The UUID was only used in the pool members manifest and is no
longer needed.


connectStorageRepository(repoId, repoFormat,
connectionParameters={}):
repoId - is a transient name that will be used to refer to the
connected domain, it is not persisted and doesn't have to be
the
same across the cluster.
repoFormat - Similar to what used to be type (eg. localfs-1.0,
nfs-3.4, clvm-1.2).
connectionParameters - This is format specific and will used to
tell VDSM how to connect to the repo.

Where does repoID come from? I think repoID doesn't exist before
connectStorageRepository() return.  Isn't repoID a return value
of
connectStorageRepository()?
No, repoIDs are no longer part of the domain, they are just a
transient handle.
The user can put whatever it wants there as long as it isn't
already taken by another currently connected domain.
disconnectStorageRepository(self, repoId)


In the new API there are only images, some images are mutable
and
some are not.
mutable images are also called VirtualDisks
immutable images are also called Snapshots

There are no explicit templates, you can create as many images
as
you want from any snapshot.

There are 4 major image operations:


createVirtualDisk(targetRepoId, size, baseSnapshotId=None,
                    userData={}, options={}):

targetRepoId - ID of a connected repo where the disk will be
created
size - The size of the image you wish to create
baseSnapshotId - the ID of the snapshot you want the base the
new
virtual disk on
userData - optional data that will be attached to the new VD,
could
be anything that the user desires.
options - options to modify VDSMs default behavior

returns the id of the new VD
I think we will also need a function to check if a a VirtualDisk
is
based on a specific snapshot.
Like: isSnapshotOf(virtualDiskId, baseSnapshotID):
No, the design is that volume dependencies are an implementation
detail.
There is no reason for you to know that an image is physically a
snapshot of another.
Logical snapshots, template information, and any other information
can be set by the user by using the userData field available for
every image.
Statements like this make me start to worry about your userData
concept.  It's a
sign of a bad API if the user needs to invent a custom metadata
scheme for
itself.  This reminds me of the abomination that is the 'custom'
property in the
vm definition today.
In one sentence: If VDSM doesn't care about it, VDSM doesn't manage it.

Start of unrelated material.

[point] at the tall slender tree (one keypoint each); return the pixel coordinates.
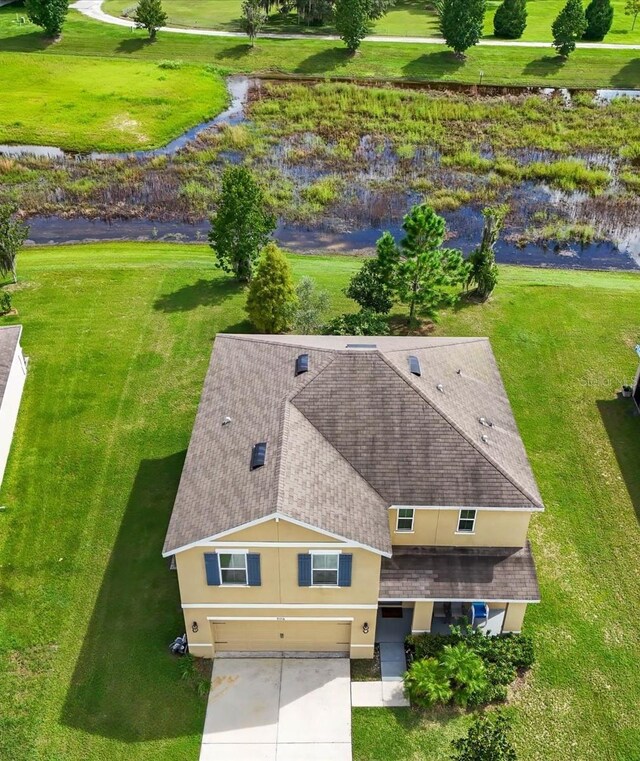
(568, 27)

userData being a "void*" is quite common and I don't understand why you would 
thing it's a sign of a bad API.
Further more, giving the user choice about how to represent it's own metadata 
and what fields it want to keep seems reasonable to me.
Especially given the fact that VDSM never reads it.

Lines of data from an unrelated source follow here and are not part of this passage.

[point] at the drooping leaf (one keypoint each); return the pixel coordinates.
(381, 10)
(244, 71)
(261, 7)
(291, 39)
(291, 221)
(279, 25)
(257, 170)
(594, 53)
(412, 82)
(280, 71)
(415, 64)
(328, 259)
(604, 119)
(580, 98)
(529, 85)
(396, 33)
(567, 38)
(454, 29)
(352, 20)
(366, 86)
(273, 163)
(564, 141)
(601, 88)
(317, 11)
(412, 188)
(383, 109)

The reason we are pulling away from the current system of VDSM understanding 
the extra data is that it makes that data tied to VDSMs on disk format.
VDSM on disk format has to be very stable because of clusters with multiple 
VDSM versions.
Further more, since this is actually manager data it has to be tied to the 
manager backward compatibility lifetime as well.
Having it be opaque to VDSM ties it to only one, simpler, support lifetime 
instead of two.

Making userData being opaque gives flexibilities to the management applications. To me, opaque userDaa can have two types at least. The first is the userData for runtime only. The second is the userData expected to be persisted into the metadata disk. For the first type, the management applications can store their own data structures like temporary task states, VDSM query caches &etc. After the VDSM host is fenced, the userData goes away. For the second type, different management applications can have different formats of userData and persisting it to the VDSM metadata disk will corrupt each other in very high possibility. You may argue that, all the management applications should reach a agreement before they use it as the second type. But in practice, it is pretty hard to maintain.

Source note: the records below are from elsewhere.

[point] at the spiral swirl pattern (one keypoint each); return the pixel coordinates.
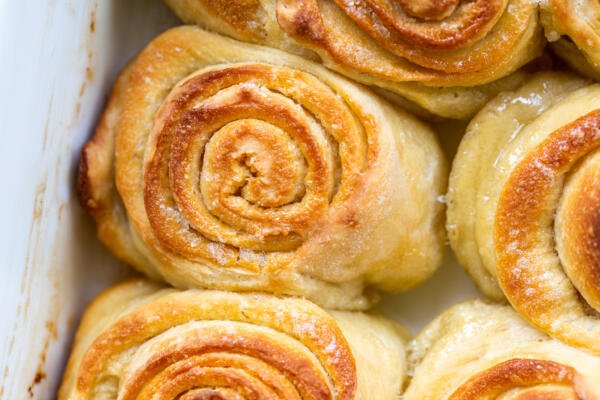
(480, 351)
(268, 169)
(407, 47)
(539, 209)
(160, 343)
(271, 175)
(573, 28)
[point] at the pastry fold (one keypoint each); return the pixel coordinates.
(140, 340)
(448, 57)
(573, 28)
(524, 204)
(225, 165)
(480, 351)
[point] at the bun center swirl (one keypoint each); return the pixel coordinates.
(217, 345)
(559, 177)
(248, 157)
(443, 35)
(532, 379)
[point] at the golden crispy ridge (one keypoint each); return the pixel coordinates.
(514, 373)
(523, 204)
(465, 48)
(443, 57)
(273, 175)
(578, 229)
(522, 211)
(486, 351)
(233, 127)
(579, 23)
(232, 355)
(141, 341)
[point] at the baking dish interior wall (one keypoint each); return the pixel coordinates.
(57, 65)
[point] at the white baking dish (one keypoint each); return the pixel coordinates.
(58, 60)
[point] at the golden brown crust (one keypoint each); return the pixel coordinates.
(446, 56)
(484, 351)
(579, 23)
(523, 204)
(516, 372)
(453, 52)
(206, 344)
(210, 171)
(525, 223)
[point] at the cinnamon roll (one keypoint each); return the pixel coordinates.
(481, 351)
(219, 164)
(447, 56)
(573, 28)
(524, 204)
(139, 340)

I guess you are implying that it will make it problematic for multiple users to 
read userData left by another user because the formats might not be compatible.
The solution is that all parties interested in using VDSM storage agree on 
format, and common fields, and supportability, and all the other things that 
choosing a supporting *something* entails.
This is, however, out of the scope of VDSM. When the time comes I think how the 
userData blob is actually parsed and what fields it keeps should be discussed 
on ovirt-devel or engine-devel.

The crux of the issue is that VDSM manages only what it cares about and the 
user can't modify directly.
This is done because everything we expose we commit to.
If you want any information persisted like:
- Human readable name (in whatever encoding)
- Is this a template or a snapshot
- What user owns this image

You can just put it in the userData.
VDSM is not going to impose what encoding you use.
It's not going to decide if you represent your users as IDs or names or ldap 
queries or Public Keys.
It's not going to decide if you have explicit templates or not.
It's not going to decide if you care what is the logical image chain.
It's not going to decide anything that is out of it's scope.
No format is future proof, no selection of fields will be good for any 
situation.
I'd much rather it be someone else's problem when any of them need to be 
changed.
They have currently been VDSMs problem and it has been hell to maintain.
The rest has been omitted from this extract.